Announcing the signing of a memorandum of understanding this week, the pair revealed that they are to create stack-based open-source IoT software as part of the ongoing Eclipse Foundation, an open source software initiative.
To do this, the pair will integrate parts of GE’s Predix operating system with Bosch’s IoT suite to cover functionalities like messaging, descriptions and authentication.

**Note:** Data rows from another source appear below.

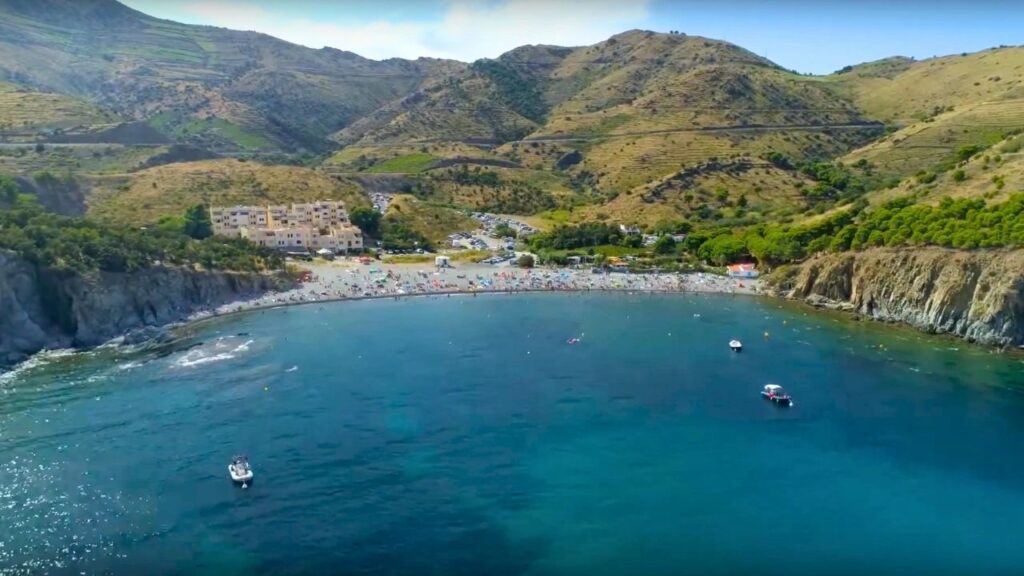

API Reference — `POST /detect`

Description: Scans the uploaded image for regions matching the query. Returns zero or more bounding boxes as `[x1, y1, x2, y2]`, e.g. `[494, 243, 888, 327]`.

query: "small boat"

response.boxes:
[227, 455, 253, 488]
[761, 384, 793, 406]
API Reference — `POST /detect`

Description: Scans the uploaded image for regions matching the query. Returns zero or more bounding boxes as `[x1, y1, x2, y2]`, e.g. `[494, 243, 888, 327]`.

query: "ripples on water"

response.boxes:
[0, 295, 1024, 575]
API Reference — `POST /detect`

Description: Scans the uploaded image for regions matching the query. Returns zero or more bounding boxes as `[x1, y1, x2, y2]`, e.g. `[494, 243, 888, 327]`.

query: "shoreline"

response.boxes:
[182, 261, 767, 329]
[180, 288, 775, 330]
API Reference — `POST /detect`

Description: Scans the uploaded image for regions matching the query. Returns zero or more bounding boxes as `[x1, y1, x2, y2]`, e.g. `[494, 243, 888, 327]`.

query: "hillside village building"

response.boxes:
[210, 201, 362, 252]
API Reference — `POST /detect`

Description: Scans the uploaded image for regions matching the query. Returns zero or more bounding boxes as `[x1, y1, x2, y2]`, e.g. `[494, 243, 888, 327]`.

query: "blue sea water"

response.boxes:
[0, 294, 1024, 575]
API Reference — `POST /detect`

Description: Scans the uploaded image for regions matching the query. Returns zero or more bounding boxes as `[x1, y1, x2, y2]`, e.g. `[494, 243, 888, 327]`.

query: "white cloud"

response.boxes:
[172, 0, 648, 60]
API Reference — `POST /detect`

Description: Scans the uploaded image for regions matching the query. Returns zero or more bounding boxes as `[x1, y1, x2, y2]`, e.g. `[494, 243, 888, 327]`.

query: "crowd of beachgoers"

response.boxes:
[207, 260, 758, 314]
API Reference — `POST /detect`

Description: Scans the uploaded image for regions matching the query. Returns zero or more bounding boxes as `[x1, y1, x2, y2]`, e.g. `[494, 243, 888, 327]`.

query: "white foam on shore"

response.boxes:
[174, 351, 234, 368]
[174, 338, 255, 368]
[0, 348, 79, 386]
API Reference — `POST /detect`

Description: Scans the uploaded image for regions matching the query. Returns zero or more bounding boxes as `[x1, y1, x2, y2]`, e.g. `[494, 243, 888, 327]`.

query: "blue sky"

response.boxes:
[122, 0, 1024, 74]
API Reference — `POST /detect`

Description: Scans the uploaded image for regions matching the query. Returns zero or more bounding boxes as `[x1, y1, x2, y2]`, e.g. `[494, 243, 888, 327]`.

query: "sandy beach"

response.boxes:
[205, 259, 759, 318]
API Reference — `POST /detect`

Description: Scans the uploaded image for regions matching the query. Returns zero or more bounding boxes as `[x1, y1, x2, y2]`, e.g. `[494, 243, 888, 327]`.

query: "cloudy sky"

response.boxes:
[122, 0, 1024, 73]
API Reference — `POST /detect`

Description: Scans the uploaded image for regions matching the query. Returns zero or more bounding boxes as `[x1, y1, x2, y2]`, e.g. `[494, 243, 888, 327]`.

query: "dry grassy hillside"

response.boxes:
[387, 195, 478, 245]
[823, 48, 1024, 177]
[0, 82, 118, 128]
[571, 158, 811, 224]
[824, 47, 1024, 124]
[88, 160, 369, 224]
[867, 135, 1024, 204]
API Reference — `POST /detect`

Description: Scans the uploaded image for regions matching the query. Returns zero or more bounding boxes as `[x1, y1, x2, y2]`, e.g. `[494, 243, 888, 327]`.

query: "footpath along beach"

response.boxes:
[201, 260, 759, 317]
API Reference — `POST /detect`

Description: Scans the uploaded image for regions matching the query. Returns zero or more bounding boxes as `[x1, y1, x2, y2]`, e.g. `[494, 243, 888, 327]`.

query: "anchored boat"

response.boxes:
[761, 384, 793, 406]
[227, 455, 253, 488]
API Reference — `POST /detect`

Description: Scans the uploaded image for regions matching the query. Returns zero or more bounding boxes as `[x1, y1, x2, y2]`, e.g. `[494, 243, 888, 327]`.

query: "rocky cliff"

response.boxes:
[769, 248, 1024, 346]
[0, 251, 284, 368]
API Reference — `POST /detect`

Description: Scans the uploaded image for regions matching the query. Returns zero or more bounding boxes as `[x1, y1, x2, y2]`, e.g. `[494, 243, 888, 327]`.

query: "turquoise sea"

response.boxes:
[0, 294, 1024, 575]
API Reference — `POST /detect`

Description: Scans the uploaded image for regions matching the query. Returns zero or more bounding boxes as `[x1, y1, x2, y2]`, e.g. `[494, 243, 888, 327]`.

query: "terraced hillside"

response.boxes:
[824, 48, 1024, 177]
[88, 160, 369, 225]
[0, 82, 118, 131]
[0, 0, 463, 150]
[867, 134, 1024, 205]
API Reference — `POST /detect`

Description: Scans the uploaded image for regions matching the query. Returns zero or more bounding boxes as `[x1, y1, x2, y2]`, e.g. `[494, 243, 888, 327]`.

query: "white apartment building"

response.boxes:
[210, 201, 350, 236]
[240, 224, 362, 253]
[210, 201, 362, 252]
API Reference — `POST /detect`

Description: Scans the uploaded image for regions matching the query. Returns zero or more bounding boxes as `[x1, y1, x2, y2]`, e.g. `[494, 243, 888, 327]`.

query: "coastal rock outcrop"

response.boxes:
[0, 251, 287, 368]
[770, 248, 1024, 346]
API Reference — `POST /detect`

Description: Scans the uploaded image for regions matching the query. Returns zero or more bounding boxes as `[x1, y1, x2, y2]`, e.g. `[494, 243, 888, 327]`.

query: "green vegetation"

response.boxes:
[348, 206, 381, 238]
[381, 214, 433, 251]
[181, 204, 213, 240]
[684, 193, 1024, 265]
[0, 175, 22, 208]
[147, 113, 274, 150]
[527, 222, 626, 251]
[366, 153, 437, 174]
[0, 206, 284, 273]
[470, 59, 548, 122]
[515, 254, 537, 268]
[495, 223, 519, 238]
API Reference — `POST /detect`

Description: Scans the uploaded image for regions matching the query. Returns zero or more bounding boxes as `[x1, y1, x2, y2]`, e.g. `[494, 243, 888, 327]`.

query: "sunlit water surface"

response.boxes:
[0, 294, 1024, 575]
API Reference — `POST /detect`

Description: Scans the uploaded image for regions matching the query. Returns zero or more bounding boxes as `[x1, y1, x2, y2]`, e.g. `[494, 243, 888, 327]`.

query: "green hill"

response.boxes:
[88, 160, 369, 224]
[0, 0, 462, 150]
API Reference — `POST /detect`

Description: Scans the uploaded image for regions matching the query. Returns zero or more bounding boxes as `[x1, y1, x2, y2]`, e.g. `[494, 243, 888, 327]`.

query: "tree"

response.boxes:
[0, 172, 20, 206]
[515, 254, 536, 268]
[349, 206, 381, 238]
[654, 236, 676, 254]
[183, 204, 213, 240]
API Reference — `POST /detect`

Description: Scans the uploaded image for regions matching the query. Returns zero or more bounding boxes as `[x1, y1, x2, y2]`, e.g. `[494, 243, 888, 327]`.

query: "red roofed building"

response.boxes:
[726, 263, 761, 278]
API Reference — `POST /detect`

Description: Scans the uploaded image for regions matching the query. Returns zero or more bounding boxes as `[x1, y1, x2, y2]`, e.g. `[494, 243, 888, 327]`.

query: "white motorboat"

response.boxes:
[761, 384, 793, 406]
[227, 456, 253, 488]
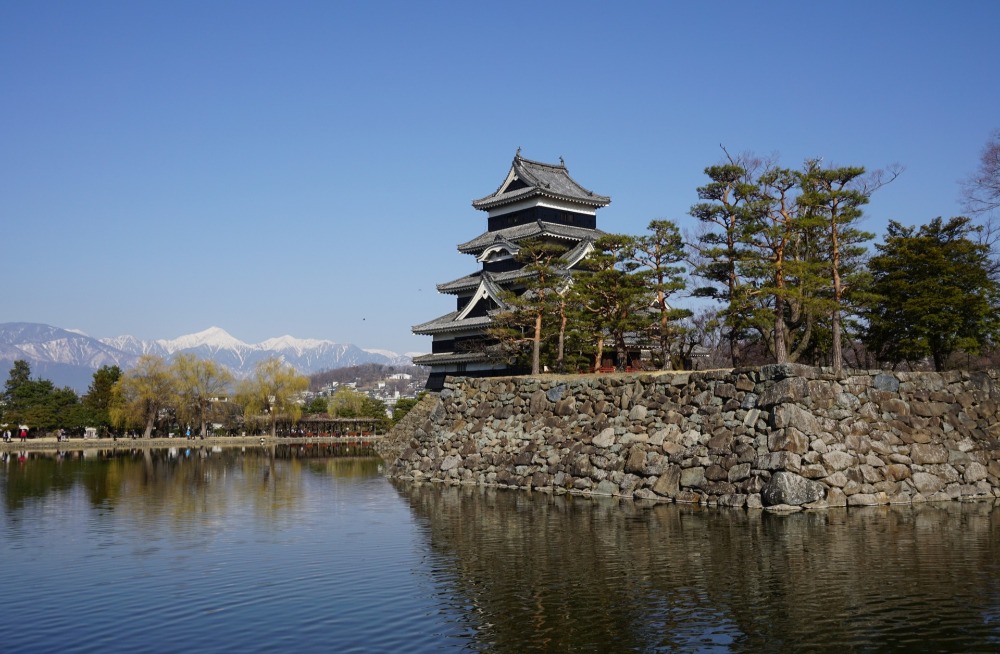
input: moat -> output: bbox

One such implementation of this IoT suite was announced recently at IFA 2016, when Irish start-up Drop revealed its technology was to be included in its range of IoT ovens.
Samsung and SoftBank
Samsung met with Japan’s SoftBank during the week, bidding to create some form of IoT partnership. SoftBank, for those unaware, made news earlier this year when it snapped up British chipmaker ARM.
It was finally ratified earlier this month but, when the Japanese company’s July interest emerged, it caught many off guard. Sterling was at a particularly acute low following the Brexit result, with ARM part of a growing number of UK firms bought up by foreign companies.
SoftBank’s activities in Japan include plans to roll out a LoRaWAN IoT network as part of a major national project, with reports of the Samsung meeting hinting at something similar in South Korea.
“[SoftBank CEO] Masayoshi Son is keen to invest somewhere in the region of $4.5bn in South Korea’s tech industries, especially artificial intelligence, semiconductors, robots, mobile and IoT,” according to Telecom TV.
Samsung’s dominant presence in the country means the meeting, presumably to forge a close partnership, makes a good deal of sense.
Oh oh at OVH
In what is the world’s largest DDoS attack so far, hackers this week enlisted an army of IoT devices to mount an attack on data hosting company OVH.
OVH CTO Octave Klaba said that 145,607 hosted cameras were being used to hit the company with the equivalent of 30Mbps per IP, amounting to an overall 1.5Tbps.
Klaba confirmed that the attack used IoT devices, including hacked CCTV cameras. The attack is alleged to come from the same sources who spearheaded the attack on US infosec journalist Brian Krebs earlier this month.
5G Automotive Association
Once two very separate industries, telecoms and vehicle manufacturers are now rapidly merging together with the advent of connected and future autonomous vehicles.
This culmination has resulted in the forming of a new organisation, one that will include the biggest names in the automotive and telecoms industries, known as the 5G Automotive Association.
The new association includes AUDI, BMW and Daimler from the automotive side; and Ericsson, Huawei, Intel, Nokia and Qualcomm from the telecoms industry.
The ultra-fast mobile broadband platform remains experimental in many places, but governmental organisations like the EU have put in place plans to roll out 5G into 28 European cities by 2020.